I suppose that by admitting that, I could get sued for copyright infringement, but for all I know, my sister records over the episodes after she's through watching them, so there's no proof of anything and a lawsuit wouldn't stick. On the other hand, if she doesn't reuse the tapes, then anyone who's reading this should understand that what I am writing is fiction and that it has absolutely no basis in fact.

Anyway, back to The Sopranos. I know I could tape it without watching it, but the way I figure it, if I'm doing one, I might as well do the other. So that's why I watch it. It's not a very good reason -- I know that -- but it's the best one I've got. However, I take comfort in the fact that this is supposedly the last season -- or at least that's what I think they said at the end of last season -- although I wouldn't be surprised if they tried to drag it out for another season or two.

If they do, it'll make a lot of people very happy, because a lot of people really love that show. And what's not to love? The main character is a fat, bald, ugly crook with a bad temper. He's obnoxious and overbearing, but he's actually one of the least annoying characters in the show. No wonder it's such a success.

Now, just as an entertaining little digression, let's consider how families have been portrayed on television over the years. Specifically, let's consider how the husband and/or father is portrayed. In shows of the '50s and early '60s, such as Father Knows Best, Leave it to Beaver, and My Three Sons, he was loving and wise. In the later '60s, as portrayed in shows like Bewitched, The Dick Van Dyke Show, and Mr. Ed, he was sort of bumbling, but still basically good and well-meaning. In the '70s, I'm not sure what he was like, since I didn't have a TV during most of that time. All I can think of was the bigoted and uneducated Archie Bunker, but he probably wasn't very representative. However, in the '80s, a trend began with shows like Married with Children and The Simpsons, in which the man is dysfunctional, unambitious, and stupid. That trend has contined over the years with shows like Malcolm in the Middle, Family Guy, and undoubtedly many others that I'm not even aware of. And now, in the first decade of the twenty-first century, we have The Sopranos, in which the husband and father is not only abusive and violent -- he also happens to be a career criminal.

Last season, at least they had Steve Buscemi. He played a hot-tempered little mafioso, but he got killed off. I don't remember how, but I was sad to see him go, because he's good in everything he's in. If you don't believe me, just watch Mystery Train, Reservoir Dogs, Living in Oblivion, Ghost World, and Fargo. And after you get through watching them, you should watch The Big Lebowski. Buscemi only has a small role in that one, but it's a good movie and you should see it a few times.
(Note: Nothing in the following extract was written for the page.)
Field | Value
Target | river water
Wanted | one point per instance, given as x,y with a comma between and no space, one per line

But getting back to the original subject, I'm hard pressed to explain why The Sopranos is such a popular show. People say it's well-written, but even if it is (which is open to question), that doesn't make it entertaining. Most of the time, it barely holds my attention. I think I watch it in the hope that all the characters will eventually get killed. Some of them already have, so it could be just a matter of time. If they kill off one or two people a week, they can get rid of them all by the end of the season. That's my suggestion for how to end the series. But HBO probably has other ideas in mind. So if they're thinking of producing another season after this one, my suggestion would be to "fuggedaboutit." Or as normal people say, "forget about it."

I remember sometime in the mid-80s everybody was raving about the TV show Hill Street Blues. I didn't own a TV when it first went on the air, but after I bought one, I started watching it. That's another show that was supposedly well-written, but when I first started watching it, I didn't know why everybody thought so. Then I started watching other shows, and it made perfect sense. Compared to other shows of the time, it was extremely well-written. (Keep in mind that Miami Vice was popular at the time, and even though it was a halfway-decent show, it was so much in love with itself that it didn't seem to realize how ridiculous it was.)

The thing is, TV shows don't have to be well-written to be interesting or popular. Consider the deliberately moronic Aqua Teen Hunger Force, or the even more moronic 12 Oz. Mouse. For some reason that I can't even begin to explain, I find myself irrestibly drawn to those shows. Well, strictly speaking, that isn't true, since I don't make a habit of watching them, so I am actually able to resist them. But they're oddly compelling in some perverse way and I do enjoy them. Whether intentionally or not, they have a lot in common with the Dada movement of the early 20th century. They're absurd, they're aggressively free of meaning and message, they're antagonistic to existing artistic styles and conventions, and in general, they have a strong "anti-art" sensibility. We might think they're merely idiotic, but they could very well be the future of television.

Or maybe they won't be. But if we're lucky, The Sopranos won't be either.